S’agissant des nouveaux pouvoirs de la police et de la gendarmerie, cette nouvelle loi leur permettra de «fouiller les coffres de voitures dans les affaires de vol ou de recel», d’inscrire dans leurs fichiers des «informations sur les personnes dans les affaires de terrorisme ou de crime organisé», d’élargir le fichier des empreintes génétiques à toutes les personnes soupçonnées de crime ou délit passible d’au moins trois ans de prison, et d’obliger les prévenus à se soumettre aux prélèvements scientifiques pour des analyses ADN. Par ailleurs, le texte accorde aux officiers de police judiciaire, une compétence sur la totalité du département et non plus seulement sur le ressort du tribunal de grande instance, facilite les perquisitions et prévoit le recours à la surveillance électronique aux frontières pour lutter contre le vol de voiture. Enfin, les saisies pourront être réaffectées à la police, les pouvoirs de la police municipale seront accrus et les stadiers pourront procéder à des palpations pour détecter armes et produits dangereux.

D’autre part, de nouvelles infractions comme le racolage, la mendicité, les regroupements dans les halls d’immeubles, le squatt ou les occupations abusives de terrains par les gens du voyage vont être créées. Selon Le Figaro, le racolage sera puni de six mois d’emprisonnement et de 7 500 euros d’amende et les prostituées étrangères pourront se voir retirer leur carte de séjour. Concernant le proxénétisme, l’exploitation de personnes vulnérables deviendra une circonstance aggravante au même titre que l’exploitation des mineurs. De plus, l’installation «sur ou dans un bien immobilier appartenant à autrui» sans autorisation sera punie de six mois de prison et de 3 000 euros d’amende. La sanction visant l’exploitation de la mendicité sera aggravée, particulièrement si les victimes sont des mineurs et la mendicité agressive punie de six mois d’emprisonnement et 7 500 euros d’amende.

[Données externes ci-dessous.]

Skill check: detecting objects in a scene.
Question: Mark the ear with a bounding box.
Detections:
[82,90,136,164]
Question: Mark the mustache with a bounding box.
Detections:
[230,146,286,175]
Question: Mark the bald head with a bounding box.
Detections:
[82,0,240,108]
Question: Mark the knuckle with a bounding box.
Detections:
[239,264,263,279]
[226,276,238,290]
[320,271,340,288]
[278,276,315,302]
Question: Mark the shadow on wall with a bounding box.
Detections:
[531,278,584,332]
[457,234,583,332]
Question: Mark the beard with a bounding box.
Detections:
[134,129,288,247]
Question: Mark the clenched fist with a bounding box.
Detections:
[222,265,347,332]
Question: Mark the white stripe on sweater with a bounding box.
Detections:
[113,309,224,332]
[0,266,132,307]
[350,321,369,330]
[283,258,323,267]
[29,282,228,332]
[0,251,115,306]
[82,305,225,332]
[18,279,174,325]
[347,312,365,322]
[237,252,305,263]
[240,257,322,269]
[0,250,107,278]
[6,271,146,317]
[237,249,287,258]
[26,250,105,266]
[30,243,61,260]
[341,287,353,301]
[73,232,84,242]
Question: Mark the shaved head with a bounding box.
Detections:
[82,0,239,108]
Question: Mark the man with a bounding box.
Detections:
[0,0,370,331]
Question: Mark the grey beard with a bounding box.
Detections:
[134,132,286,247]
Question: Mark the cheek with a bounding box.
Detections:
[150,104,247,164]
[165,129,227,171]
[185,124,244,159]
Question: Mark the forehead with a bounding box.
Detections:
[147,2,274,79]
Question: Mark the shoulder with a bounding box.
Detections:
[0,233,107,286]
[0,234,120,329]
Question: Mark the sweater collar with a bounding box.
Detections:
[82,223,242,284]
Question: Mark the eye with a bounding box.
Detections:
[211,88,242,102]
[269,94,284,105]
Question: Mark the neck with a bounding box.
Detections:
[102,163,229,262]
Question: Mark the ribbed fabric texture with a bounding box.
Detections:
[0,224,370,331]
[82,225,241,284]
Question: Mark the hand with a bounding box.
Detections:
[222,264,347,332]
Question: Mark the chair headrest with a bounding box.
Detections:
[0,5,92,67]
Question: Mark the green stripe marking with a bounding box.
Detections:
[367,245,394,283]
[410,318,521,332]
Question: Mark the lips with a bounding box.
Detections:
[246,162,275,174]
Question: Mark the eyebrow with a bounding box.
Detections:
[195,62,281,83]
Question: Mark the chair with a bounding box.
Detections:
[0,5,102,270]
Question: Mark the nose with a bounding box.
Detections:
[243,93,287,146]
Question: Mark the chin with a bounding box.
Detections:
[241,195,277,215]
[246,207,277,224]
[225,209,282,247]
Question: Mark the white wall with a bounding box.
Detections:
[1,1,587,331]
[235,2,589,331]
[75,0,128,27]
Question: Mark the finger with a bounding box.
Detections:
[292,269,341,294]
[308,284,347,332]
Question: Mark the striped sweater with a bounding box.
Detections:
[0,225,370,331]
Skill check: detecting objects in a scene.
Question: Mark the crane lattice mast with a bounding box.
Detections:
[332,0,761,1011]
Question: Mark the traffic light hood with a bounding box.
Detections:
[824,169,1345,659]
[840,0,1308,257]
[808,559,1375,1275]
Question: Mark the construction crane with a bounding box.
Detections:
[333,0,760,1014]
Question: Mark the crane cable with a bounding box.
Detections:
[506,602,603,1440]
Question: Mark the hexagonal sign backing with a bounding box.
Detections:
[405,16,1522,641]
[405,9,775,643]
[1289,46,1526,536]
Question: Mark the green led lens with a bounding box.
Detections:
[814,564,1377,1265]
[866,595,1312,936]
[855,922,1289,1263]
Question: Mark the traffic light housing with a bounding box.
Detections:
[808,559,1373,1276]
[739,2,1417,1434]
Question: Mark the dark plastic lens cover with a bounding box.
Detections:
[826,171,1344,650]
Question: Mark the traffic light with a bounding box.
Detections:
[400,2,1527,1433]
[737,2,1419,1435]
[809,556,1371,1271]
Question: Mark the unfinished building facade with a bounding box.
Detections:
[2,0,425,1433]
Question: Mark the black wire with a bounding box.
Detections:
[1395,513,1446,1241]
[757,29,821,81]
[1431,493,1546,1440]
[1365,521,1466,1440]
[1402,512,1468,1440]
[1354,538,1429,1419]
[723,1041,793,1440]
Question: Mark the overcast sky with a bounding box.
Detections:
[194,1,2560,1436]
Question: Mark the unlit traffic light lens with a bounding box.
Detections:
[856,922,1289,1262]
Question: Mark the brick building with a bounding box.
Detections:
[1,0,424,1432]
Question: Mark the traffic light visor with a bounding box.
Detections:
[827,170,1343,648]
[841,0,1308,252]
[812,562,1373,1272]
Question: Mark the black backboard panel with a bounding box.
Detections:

Sur ce dernier point, un accord intergouvernemental sur la protection des mineurs roumains en difficulté sur le territoire français va être signé, aujourd’hui, à Matignon, dans le cadre de la visite officielle du Premier ministre roumain, Adrian Nastase, en France. En effet, Dominique Versini, secrétaire d’Etat à la Lutte contre la précarité et l’exclusion, s’était attelé, dès son arrivée au ministère, au dossier des enfants roumains qui vivent dans les rues ou les squatts et qui sont contraints à la mendicité, aux petits vols et depuis peu à la prostitution.

Les communistes et les avocats ont vivement réagi. Le PCF a qualifié le ministre de l’Intérieur de «véritable maniaco-dépressif», en dénonçant les «orientations ultra-sécuritaires» du texte. «On va vers une société de soupçon et ce projet criminalise la misère», a affirmé le parti communiste dans un communiqué, après la publication par Le Figaro du projet de loi tel qu’il a été déposé au Conseil d’Etat. Du côté du syndicat des avocats de France, même réaction : «en quelques mois, ce gouvernement aura dessiné les contours d’un Etat inquiétant où la discrimination sociale est organisée, notamment par la loi pénale, et où les populations sont livrées à l’arbitrage policier», a-t-il écrit.